By Mark McConville


EERIE IMAGES have revealed the abandoned remains of an underground factory where the Merlin engines that powered the iconic Spitfire planes were made during World War Two.

The haunting pictures show the dark, dank tunnels that would have been navigated by munitions workers during the war as well as industrial equipment left behind and forgotten office furniture.

Other striking shots show ladders leading down long shafts, flooded sections filled with water and an exterior doorway that provides an entrance to the hidden factory.


The spooky snaps were taken in Birmingham, UK by an urban explorer who wished to remain anonymous.

“This place is widely renowned in the urbex world for The Shadow Factory Tunnels,” they said.
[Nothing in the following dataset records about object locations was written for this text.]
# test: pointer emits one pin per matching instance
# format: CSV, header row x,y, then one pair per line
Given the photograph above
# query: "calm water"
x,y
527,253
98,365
“These are the remnants of Lord Austin’s secret plans that were hatched to bolster British military might in the face of German military aggression in the arms race that led up to the start of the Second World War.

“These images show you the bare bones of what used to be a necessary secret and a thriving employer for the people of Birmingham, a truly British industry. This was where munitions workers produced the Merlin engines that powered the Spitfires and Hawker Hurricanes used to regain control of the British skies during the Battle of Britain in 1940.


“You can see toilets, batteries, work spaces and air shafts; Air conditioning machinery, old storage boxes and the car parts, industrial graffiti, mould and empty packets of park drive.”

British shadow factories were the outcome of the Shadow Scheme, a plan devised in 1935 and developed by the British Government in the build-up to World War II to try to meet the urgent need for more aircraft using technology transfer from the motor industry to implement additional manufacturing capacity.

The term ‘shadow’ was not intended to mean secrecy, but rather the protected environment they would receive by being staffed by all levels of skilled motor industry people alongside (in the shadow of) their own similar motor industry operations.


Many more factories were built as part of the dispersal scheme designed to reduce the risk of a total collapse of production if what would otherwise be a major facility were bombed. These were not shadow factories, though some now use that name believing shadow refers to attempts to achieve a level of secrecy.

“This is my favourite type of place to explore as it gives you a chance to see something you would never normally get to see and how it works,” added the urban explorer.

“The Shadow Scheme involved two parts – building nine new factories and extending existing factories – including the Longbridge plant.

“Australian-born industrialist and Conservative MP, Lord Austin – also the founder of Austin Motors – had already contributed to the war effort in the First World War, turning his factories to munitions and engine production.


“After the war, the factory returned to producing automobiles and the tunnels were abandoned. By the late 1960s, the Longbridge plant was the second largest car plant in the world.

“But since the collapse of MG Rover, part of the site was redeveloped for housing and commercial purposes. It’s sad to see yet interesting.

“The last mini of Longbridge was sold at auction to a motor museum eventually, the back seat of the orange Mini Clubman 1275 GT can be seen in my images.”